Saturday, May 4, 2013

Making money profane

At some point in life, we all start getting money. And, at some point we become comfortable with spending bits of it without being too afraid. This post is a partly inspired thought experiment after I read the post on Suspended Coffees (Read: 'Suspended coffee' helps those in need) that went viral probably a month or two ago. The idea is that you pay for an extra coffee in a restaurant and that can be given for free to anyone else who might not have the money to buy one. In a time when trust is really a rare commodity in our interactions in public, this phenomenon inspired and moved me a great deal. I was determined to try it out in my own locality (somewhere in India) to see how people react. However, there is another question I have been battling in the past year: how do I make spending money more fulfilling?
So, let me tell you of the three instances where I tweaked this "suspension" experiment and the different things I felt.
Part 1:
First, of course, was a straight replication of this suspension idea. I was visiting a friend in Bombay and told him about suspended coffees. He was also excited. So, while we are at the beach and this kid badgered us to buy a rose, we thought of trying it out there. The way I saw it, was simple. Buying a rose for someone we like at the beach seems so cliched and corny. But, wouldn't it be really amusing if we randomly got a rose that we never paid for (or realize we have an admirer whom we may never meet)? So, we paid for a rose and the kid gave it to a boy clicking pictures of himself at the beach. From what we could make out, the boy was not only astonished but also a little intrigued. He was visibly happy and I'd like to think it made his day.

Part 2:
While I was really happy with the rose incident, I kept asking as to what really happened there which was disruptive. Some possible causes to describe this: unexpected, good faith, personal gesture. So, I wondered if I could buy other things in the same vein but increase the utility part.
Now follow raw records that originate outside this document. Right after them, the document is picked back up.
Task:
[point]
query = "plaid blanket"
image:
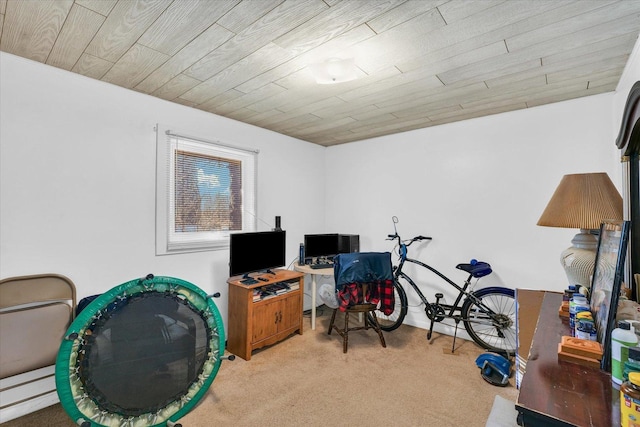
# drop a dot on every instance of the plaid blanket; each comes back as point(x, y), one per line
point(378, 292)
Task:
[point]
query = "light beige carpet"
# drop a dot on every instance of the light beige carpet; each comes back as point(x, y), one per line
point(308, 380)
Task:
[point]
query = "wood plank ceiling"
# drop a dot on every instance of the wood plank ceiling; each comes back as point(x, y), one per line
point(420, 63)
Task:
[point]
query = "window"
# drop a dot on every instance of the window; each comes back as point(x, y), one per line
point(204, 191)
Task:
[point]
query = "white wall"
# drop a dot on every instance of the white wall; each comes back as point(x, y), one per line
point(77, 180)
point(477, 187)
point(77, 183)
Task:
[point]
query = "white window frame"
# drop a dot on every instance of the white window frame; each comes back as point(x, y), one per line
point(168, 241)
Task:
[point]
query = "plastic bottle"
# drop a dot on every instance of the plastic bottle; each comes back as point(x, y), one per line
point(622, 338)
point(632, 364)
point(630, 401)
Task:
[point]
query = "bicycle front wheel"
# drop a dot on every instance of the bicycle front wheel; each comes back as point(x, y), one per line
point(394, 320)
point(492, 321)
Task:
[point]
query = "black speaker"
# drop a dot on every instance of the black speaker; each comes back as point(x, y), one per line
point(348, 243)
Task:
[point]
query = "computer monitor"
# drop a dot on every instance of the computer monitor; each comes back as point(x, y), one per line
point(256, 251)
point(321, 245)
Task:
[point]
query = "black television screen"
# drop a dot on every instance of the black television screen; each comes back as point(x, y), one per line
point(320, 245)
point(256, 251)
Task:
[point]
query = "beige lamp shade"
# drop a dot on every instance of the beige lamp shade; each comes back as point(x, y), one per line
point(583, 201)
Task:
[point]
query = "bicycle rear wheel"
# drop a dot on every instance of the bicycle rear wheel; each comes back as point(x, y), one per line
point(497, 331)
point(395, 319)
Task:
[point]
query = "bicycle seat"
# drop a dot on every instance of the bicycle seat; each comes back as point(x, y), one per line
point(477, 269)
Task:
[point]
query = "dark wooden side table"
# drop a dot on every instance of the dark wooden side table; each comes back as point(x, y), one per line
point(556, 393)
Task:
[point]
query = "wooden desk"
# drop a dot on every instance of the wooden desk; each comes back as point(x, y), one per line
point(554, 393)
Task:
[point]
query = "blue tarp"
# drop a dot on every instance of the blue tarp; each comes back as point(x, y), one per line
point(362, 267)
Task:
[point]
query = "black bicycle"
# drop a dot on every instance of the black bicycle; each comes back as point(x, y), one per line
point(488, 314)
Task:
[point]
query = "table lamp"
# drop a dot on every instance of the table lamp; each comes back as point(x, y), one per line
point(582, 201)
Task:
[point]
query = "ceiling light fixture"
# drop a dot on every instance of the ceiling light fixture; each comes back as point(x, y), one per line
point(334, 70)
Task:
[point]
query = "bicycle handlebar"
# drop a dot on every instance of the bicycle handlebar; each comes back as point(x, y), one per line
point(415, 239)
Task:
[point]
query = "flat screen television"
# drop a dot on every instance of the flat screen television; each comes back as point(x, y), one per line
point(321, 245)
point(256, 251)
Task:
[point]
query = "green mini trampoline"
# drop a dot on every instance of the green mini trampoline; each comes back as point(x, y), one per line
point(142, 354)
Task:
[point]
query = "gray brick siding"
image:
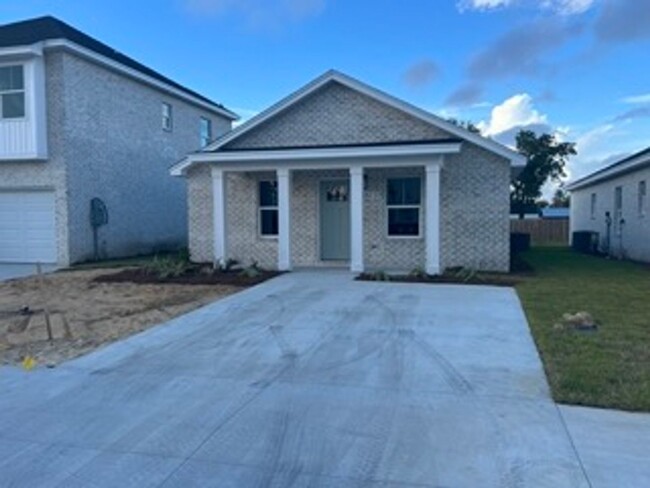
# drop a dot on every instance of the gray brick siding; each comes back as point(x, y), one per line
point(475, 210)
point(474, 190)
point(201, 223)
point(51, 174)
point(105, 140)
point(474, 216)
point(336, 114)
point(116, 150)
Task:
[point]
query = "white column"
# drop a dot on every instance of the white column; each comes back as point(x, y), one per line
point(432, 213)
point(284, 219)
point(356, 219)
point(219, 214)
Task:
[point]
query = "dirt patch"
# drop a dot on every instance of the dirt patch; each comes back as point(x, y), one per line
point(198, 275)
point(87, 311)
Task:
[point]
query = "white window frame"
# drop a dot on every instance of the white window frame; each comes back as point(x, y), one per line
point(261, 208)
point(642, 198)
point(403, 206)
point(167, 112)
point(618, 209)
point(593, 202)
point(14, 91)
point(205, 139)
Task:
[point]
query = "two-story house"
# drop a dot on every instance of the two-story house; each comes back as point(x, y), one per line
point(81, 123)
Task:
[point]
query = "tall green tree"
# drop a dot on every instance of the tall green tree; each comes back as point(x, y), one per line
point(547, 158)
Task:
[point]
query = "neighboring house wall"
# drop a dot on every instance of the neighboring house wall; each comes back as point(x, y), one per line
point(118, 151)
point(105, 140)
point(635, 234)
point(50, 174)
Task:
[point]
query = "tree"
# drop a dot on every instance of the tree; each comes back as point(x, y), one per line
point(561, 199)
point(547, 159)
point(465, 124)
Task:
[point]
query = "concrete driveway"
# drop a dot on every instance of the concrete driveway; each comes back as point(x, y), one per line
point(9, 271)
point(310, 379)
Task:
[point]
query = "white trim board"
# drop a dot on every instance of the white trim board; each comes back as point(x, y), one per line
point(617, 169)
point(367, 156)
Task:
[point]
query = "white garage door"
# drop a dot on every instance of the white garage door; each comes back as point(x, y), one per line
point(27, 231)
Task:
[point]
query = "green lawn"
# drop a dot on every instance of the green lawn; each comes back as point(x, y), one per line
point(608, 368)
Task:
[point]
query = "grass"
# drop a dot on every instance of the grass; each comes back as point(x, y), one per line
point(610, 367)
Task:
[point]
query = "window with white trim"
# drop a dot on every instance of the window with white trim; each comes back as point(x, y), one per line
point(167, 117)
point(205, 131)
point(12, 92)
point(618, 209)
point(403, 201)
point(592, 207)
point(268, 208)
point(642, 198)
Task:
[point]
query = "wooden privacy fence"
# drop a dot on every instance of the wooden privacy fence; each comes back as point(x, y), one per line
point(543, 231)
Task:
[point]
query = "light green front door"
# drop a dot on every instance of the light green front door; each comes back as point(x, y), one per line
point(335, 220)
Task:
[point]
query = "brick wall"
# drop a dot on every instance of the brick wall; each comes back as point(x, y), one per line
point(336, 114)
point(474, 220)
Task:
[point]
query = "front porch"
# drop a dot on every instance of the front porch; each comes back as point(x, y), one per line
point(332, 212)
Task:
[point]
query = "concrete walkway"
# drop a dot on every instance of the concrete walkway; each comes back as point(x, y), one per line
point(310, 379)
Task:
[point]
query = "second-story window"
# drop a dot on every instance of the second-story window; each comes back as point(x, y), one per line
point(205, 131)
point(167, 120)
point(12, 92)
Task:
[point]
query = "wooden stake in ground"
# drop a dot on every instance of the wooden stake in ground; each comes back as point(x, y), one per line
point(46, 310)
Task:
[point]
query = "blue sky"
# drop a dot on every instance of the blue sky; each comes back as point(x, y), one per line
point(578, 68)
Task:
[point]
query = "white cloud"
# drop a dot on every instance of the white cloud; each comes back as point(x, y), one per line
point(562, 7)
point(516, 111)
point(568, 7)
point(482, 4)
point(245, 113)
point(637, 99)
point(259, 13)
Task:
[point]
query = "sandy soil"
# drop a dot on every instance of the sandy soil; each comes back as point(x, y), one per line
point(85, 314)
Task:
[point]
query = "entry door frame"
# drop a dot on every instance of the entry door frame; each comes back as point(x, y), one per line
point(321, 202)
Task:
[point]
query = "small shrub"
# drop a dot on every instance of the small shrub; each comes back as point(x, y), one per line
point(380, 276)
point(252, 271)
point(224, 265)
point(468, 275)
point(167, 267)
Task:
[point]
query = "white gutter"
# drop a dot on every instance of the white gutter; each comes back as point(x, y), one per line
point(271, 156)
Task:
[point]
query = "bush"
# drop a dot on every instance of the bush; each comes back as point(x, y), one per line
point(168, 266)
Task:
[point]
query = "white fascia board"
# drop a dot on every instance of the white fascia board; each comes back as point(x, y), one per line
point(515, 158)
point(18, 52)
point(119, 67)
point(339, 156)
point(632, 165)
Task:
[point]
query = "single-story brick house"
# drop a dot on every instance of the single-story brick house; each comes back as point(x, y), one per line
point(340, 173)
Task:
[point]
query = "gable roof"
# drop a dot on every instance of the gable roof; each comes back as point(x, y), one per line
point(48, 28)
point(356, 85)
point(631, 163)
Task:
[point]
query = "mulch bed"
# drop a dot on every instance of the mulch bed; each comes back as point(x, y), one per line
point(196, 276)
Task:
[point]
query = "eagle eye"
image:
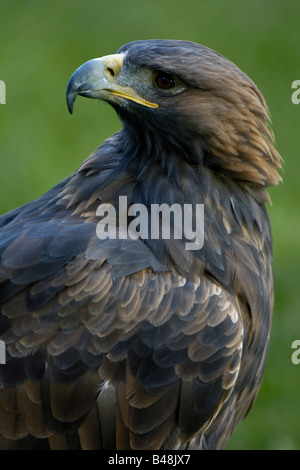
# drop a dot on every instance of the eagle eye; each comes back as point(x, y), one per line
point(164, 81)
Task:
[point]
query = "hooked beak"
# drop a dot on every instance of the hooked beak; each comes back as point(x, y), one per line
point(97, 78)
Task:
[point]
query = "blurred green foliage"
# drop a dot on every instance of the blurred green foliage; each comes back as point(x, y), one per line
point(41, 44)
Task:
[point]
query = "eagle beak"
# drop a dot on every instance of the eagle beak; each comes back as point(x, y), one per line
point(97, 78)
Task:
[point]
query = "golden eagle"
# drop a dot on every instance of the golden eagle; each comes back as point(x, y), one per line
point(136, 342)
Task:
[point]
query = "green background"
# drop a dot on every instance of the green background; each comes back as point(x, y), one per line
point(42, 42)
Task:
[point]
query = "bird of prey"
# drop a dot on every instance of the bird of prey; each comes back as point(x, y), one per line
point(142, 342)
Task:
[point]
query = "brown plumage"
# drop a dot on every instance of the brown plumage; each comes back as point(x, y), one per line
point(141, 343)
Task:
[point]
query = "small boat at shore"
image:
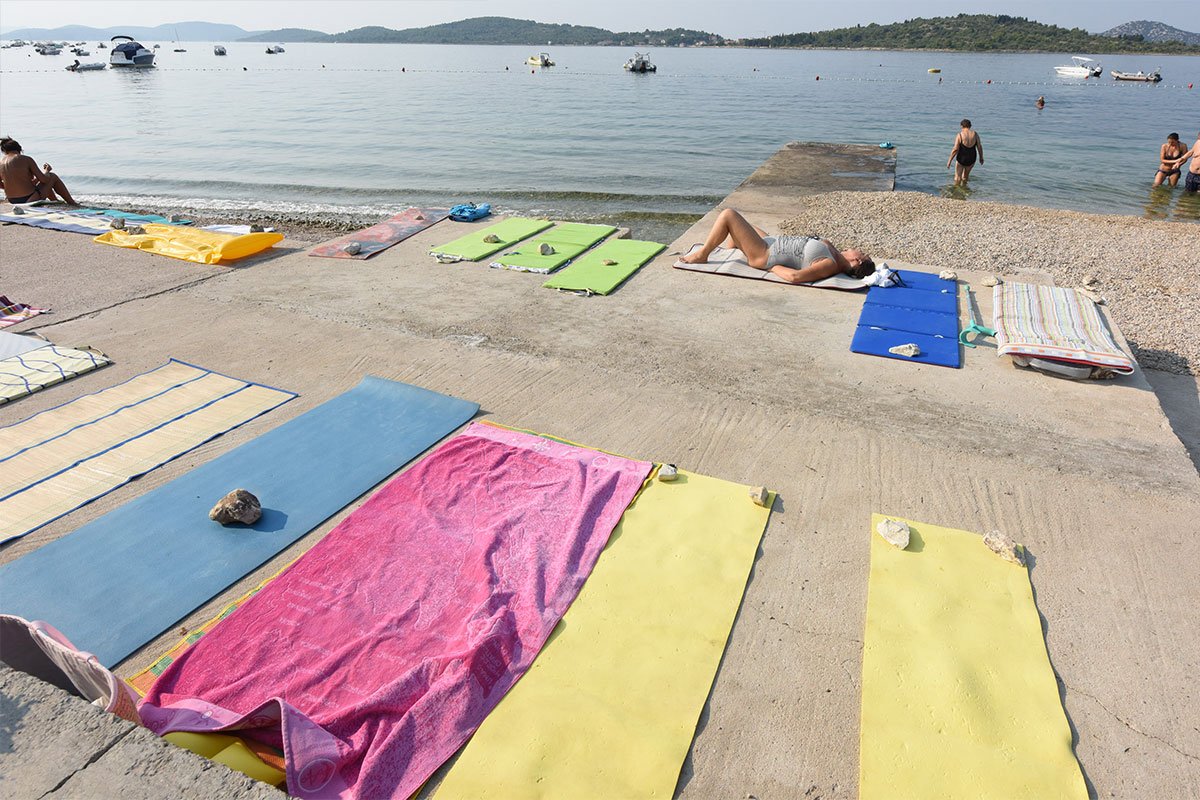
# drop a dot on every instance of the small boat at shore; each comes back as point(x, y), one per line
point(1080, 67)
point(130, 53)
point(1144, 77)
point(640, 62)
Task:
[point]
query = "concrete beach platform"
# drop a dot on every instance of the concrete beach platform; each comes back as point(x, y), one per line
point(744, 380)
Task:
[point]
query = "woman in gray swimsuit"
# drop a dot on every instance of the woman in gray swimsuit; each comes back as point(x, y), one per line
point(797, 259)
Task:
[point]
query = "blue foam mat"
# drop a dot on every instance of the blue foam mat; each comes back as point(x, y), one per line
point(126, 577)
point(918, 299)
point(873, 341)
point(924, 312)
point(897, 318)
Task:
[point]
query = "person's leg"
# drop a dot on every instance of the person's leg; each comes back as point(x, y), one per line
point(742, 235)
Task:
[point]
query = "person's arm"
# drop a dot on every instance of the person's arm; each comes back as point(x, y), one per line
point(817, 270)
point(954, 151)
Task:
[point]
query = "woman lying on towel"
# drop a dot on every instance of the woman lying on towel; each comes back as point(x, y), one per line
point(797, 259)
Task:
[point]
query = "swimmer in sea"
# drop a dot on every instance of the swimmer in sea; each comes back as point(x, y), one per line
point(967, 148)
point(797, 259)
point(1168, 155)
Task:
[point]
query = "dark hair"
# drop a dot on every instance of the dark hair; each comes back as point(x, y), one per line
point(865, 268)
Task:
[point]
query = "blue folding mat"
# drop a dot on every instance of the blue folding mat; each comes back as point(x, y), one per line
point(126, 577)
point(924, 312)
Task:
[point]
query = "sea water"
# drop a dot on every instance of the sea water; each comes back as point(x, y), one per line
point(361, 130)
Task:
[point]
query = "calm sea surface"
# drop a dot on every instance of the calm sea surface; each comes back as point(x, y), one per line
point(360, 130)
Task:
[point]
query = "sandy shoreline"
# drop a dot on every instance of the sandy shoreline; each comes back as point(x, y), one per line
point(1144, 268)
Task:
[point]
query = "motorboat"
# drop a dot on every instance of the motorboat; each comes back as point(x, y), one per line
point(640, 62)
point(1080, 67)
point(1145, 77)
point(130, 53)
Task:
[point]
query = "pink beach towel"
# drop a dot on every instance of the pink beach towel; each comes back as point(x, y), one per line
point(376, 655)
And, the most obvious things I could think of were: food, travel and education expenses. So, again while in Bombay I found a taxi driver and gave him a hundred rupees. I roughly explained my idea to him - told him to take people where they want and in the end deduct hundred rupees. He seemed baffled but he could see the twinkle in my eyes. (This may already seem a bit hipster to you) I am assuming he actually executed my plan because he nodded in satisfaction, just like the rose boy earlier.

Part 3:
This I did in Delhi. For a year now I have been not-so-broke and I can't recall the days when I used to be down to a hundred bucks for the last week of the month. And then, something came up for photocopying or printing. So, I went and gave three hundred rupees to Sonu, my university's photocopier and told him to use this for a day and offer free copies. My university has a very high moral ground and such so I knew Sonu would do it. I went back to him the next day and he told me that people spread this "offer" and used it wholeheartedly, to copy anything and everything!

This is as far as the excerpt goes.